I would say I learned more in the 2 years than I did 10 years as a Firmware
Engineer. But if I stayed my course just lurking in my old job I'd have been a
Firmware lead. I can't even get an intermediate development job now...

------
09bjb
Just came here to say that I think protecting your CV at all costs from any
kind of "gap" is some of the most overrated career advice out there. Take
risks, show some self-direction and self-respect. Companies and colleagues
will help you, but only you can steer the ship of your career trajectory.
Follow the currents underneath you at your own risk.

------
meuk
After my graduation, I planned to have some months off to work on hobby stuff,
and build a small portfolio with programming projects. Unfortunately, I wasn't
able to finish my thesis in time (which is my own fault, but at my university
it was also business as usual to take more time than planned for your master
thesis). I already had a job and didn't have any time off between my thesis
and working (in fact, I started working before I even graduated).
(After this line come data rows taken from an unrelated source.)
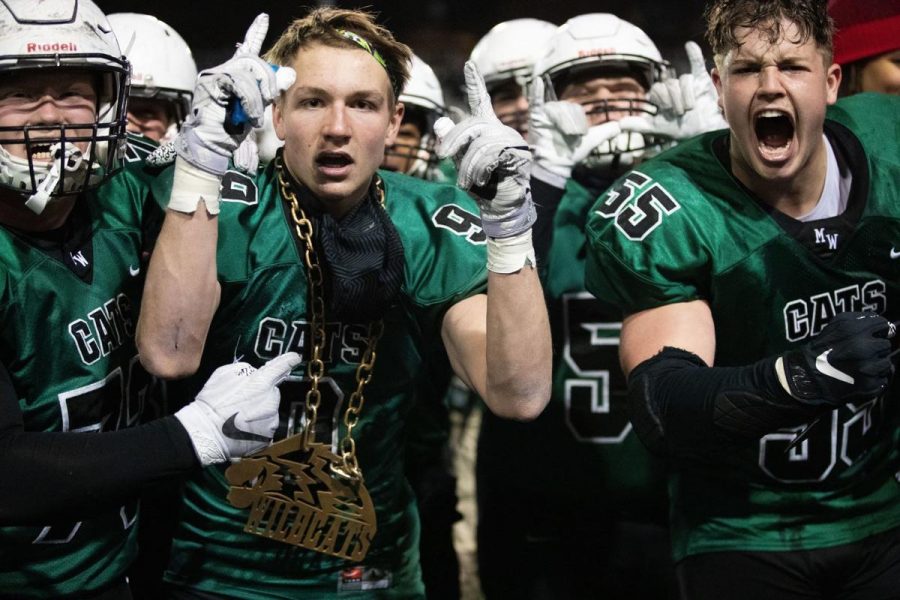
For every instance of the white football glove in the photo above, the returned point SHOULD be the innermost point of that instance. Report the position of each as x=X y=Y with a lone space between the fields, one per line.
x=561 y=137
x=236 y=412
x=211 y=134
x=246 y=157
x=493 y=162
x=688 y=105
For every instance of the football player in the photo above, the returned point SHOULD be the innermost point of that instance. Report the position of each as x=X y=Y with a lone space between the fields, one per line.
x=369 y=275
x=423 y=104
x=72 y=231
x=163 y=74
x=756 y=270
x=505 y=57
x=429 y=455
x=594 y=523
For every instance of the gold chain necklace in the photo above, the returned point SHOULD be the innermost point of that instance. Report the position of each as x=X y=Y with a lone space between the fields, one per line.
x=281 y=491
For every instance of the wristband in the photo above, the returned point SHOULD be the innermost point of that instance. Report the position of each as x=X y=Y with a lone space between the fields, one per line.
x=191 y=185
x=510 y=254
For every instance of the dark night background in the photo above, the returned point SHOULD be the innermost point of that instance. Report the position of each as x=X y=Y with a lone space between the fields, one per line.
x=442 y=32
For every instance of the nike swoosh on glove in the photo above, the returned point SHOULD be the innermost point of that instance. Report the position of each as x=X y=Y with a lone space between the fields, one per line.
x=848 y=361
x=493 y=162
x=236 y=412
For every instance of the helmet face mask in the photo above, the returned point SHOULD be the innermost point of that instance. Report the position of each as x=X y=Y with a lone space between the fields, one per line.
x=162 y=65
x=600 y=50
x=45 y=42
x=423 y=100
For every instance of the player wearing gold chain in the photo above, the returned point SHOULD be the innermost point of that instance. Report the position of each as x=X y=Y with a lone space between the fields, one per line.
x=367 y=275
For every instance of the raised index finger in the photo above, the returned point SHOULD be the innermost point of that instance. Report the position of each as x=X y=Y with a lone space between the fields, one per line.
x=536 y=97
x=255 y=36
x=695 y=58
x=479 y=99
x=274 y=371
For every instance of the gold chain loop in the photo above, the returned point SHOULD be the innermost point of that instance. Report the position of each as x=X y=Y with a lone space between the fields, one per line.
x=316 y=366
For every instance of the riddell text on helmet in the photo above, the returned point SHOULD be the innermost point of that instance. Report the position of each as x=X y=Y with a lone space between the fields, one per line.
x=52 y=47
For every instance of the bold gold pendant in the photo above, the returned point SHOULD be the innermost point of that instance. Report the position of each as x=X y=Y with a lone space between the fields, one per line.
x=294 y=497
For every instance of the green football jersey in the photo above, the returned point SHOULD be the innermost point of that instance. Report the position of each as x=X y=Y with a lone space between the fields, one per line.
x=581 y=449
x=68 y=343
x=681 y=228
x=263 y=313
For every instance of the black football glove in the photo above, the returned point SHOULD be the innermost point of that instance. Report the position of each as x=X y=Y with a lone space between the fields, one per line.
x=848 y=361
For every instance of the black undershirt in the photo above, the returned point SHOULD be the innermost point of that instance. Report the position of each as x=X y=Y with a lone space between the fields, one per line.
x=60 y=476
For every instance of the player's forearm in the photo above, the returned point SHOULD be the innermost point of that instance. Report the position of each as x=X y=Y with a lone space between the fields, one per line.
x=518 y=347
x=180 y=295
x=71 y=476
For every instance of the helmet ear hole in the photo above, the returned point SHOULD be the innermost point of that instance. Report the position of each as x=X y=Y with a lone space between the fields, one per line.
x=63 y=36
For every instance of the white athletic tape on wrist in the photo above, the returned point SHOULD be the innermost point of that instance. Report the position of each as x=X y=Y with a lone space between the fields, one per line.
x=511 y=254
x=191 y=185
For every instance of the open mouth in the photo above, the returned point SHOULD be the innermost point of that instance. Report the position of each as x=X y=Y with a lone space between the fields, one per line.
x=333 y=160
x=775 y=131
x=40 y=152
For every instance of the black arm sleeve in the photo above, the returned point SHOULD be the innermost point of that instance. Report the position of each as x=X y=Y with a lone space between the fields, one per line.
x=70 y=476
x=681 y=407
x=546 y=201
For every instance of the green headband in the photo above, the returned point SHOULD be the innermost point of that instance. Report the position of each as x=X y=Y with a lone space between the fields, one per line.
x=365 y=45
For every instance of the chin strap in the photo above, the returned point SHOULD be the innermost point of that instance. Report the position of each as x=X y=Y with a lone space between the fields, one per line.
x=70 y=161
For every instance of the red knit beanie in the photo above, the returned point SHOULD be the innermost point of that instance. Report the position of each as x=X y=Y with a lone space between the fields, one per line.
x=864 y=28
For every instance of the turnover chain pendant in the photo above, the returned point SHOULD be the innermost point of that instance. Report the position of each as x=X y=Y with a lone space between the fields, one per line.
x=300 y=491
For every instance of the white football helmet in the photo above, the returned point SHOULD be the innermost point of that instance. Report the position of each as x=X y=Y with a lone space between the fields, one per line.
x=605 y=45
x=423 y=102
x=508 y=52
x=162 y=66
x=62 y=35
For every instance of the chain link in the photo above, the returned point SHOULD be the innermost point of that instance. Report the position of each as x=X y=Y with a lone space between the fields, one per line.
x=349 y=468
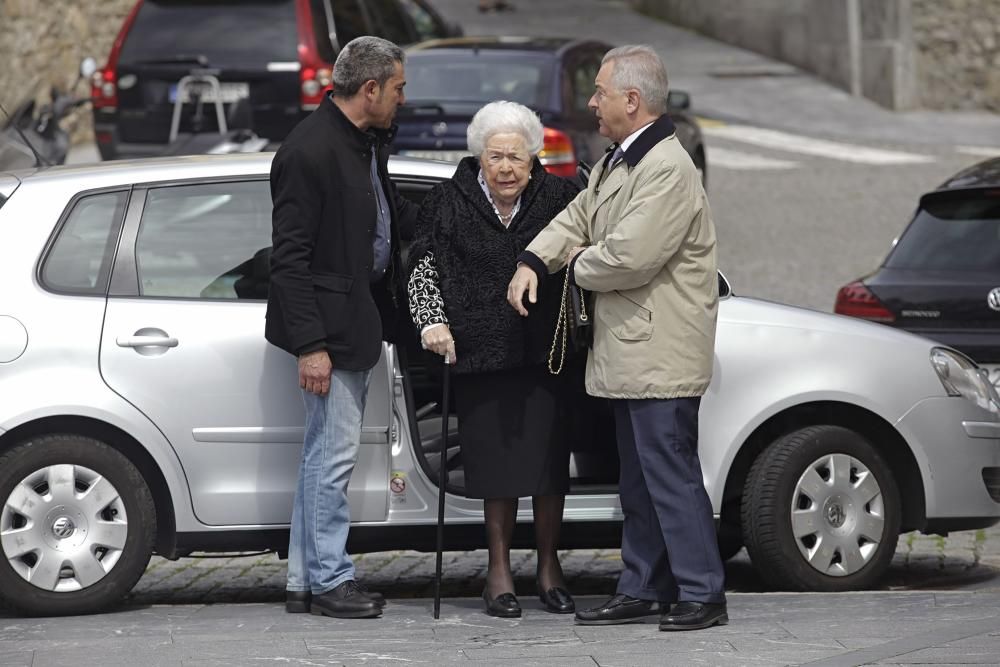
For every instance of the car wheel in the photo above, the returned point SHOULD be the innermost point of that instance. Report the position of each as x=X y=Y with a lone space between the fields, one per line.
x=77 y=525
x=821 y=511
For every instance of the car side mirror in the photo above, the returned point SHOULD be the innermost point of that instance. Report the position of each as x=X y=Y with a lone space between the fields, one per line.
x=678 y=99
x=87 y=67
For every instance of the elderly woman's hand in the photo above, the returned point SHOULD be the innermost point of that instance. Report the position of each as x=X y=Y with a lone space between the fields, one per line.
x=438 y=339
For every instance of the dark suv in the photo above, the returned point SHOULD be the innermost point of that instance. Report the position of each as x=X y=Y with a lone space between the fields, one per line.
x=273 y=56
x=942 y=277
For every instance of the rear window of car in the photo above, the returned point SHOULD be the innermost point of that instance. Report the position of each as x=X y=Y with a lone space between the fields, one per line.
x=460 y=76
x=7 y=186
x=952 y=232
x=225 y=33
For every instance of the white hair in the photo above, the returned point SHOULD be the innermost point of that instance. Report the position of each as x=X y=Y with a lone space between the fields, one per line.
x=639 y=67
x=500 y=117
x=363 y=59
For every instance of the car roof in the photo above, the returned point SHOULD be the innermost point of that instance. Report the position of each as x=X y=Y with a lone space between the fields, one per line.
x=191 y=167
x=552 y=45
x=985 y=174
I should have spent some more time on job hunting, in retrospect. At my
current job as a consultant I am back-end code-monkeying in a large team where
most developers don't have a technical background - it's not very challenging
from a technical perspective (even though I like the working environment in
other aspects). My current employer pushes me to get certified for some front-
end technologies, which I don't find interesting (and have no value for the
gig I'm currently assigned to).

My true interest are OSes, drivers, optimization, FPGA's, electronics,
compilers, assembly, microcontrollers, graphics... But I can't seem to find a
job in that field, mostly because I don't have work experience in those
fields. I also have a tendency to be very humble about my experience, which I
think is a good thing in general, but I think sometimes people wrongly
classify me as 'very junior'. On top of that, everybody seems to be looking
for C# programmers, but the pay seems to be a bit lower in more technical
fields. I don't care that much about my salary, but right now I am the one
with literally the best background (4 academic studies), and the lowest income
(basically every time I talk about it with someone, he/she goes "hm, that's
pretty low"). I have had some good offers (about 15% more than I currently
earn), but they came with a traineeship which seemed not very challenging and
would force me to stay with that company for 2 years.

A very common scenario I end up in is that I'm talking to a very enthousiastic
HR person ("I think you're a _very_ good fit for our company!"), but the offer
ends up very low ("Well, you're a junior after all.").

I am thinking about quitting my current job to brush up some skills (mainly
Python, Vulkan, OpenGL, and some OS API stuff) and build a portfolio, but I'm
too afraid to be unproductive and end up in a worse situation than before
(about 1 year of working experience and a giant gap in my CV after that). Has
anyone been in a similar situation? Any advice?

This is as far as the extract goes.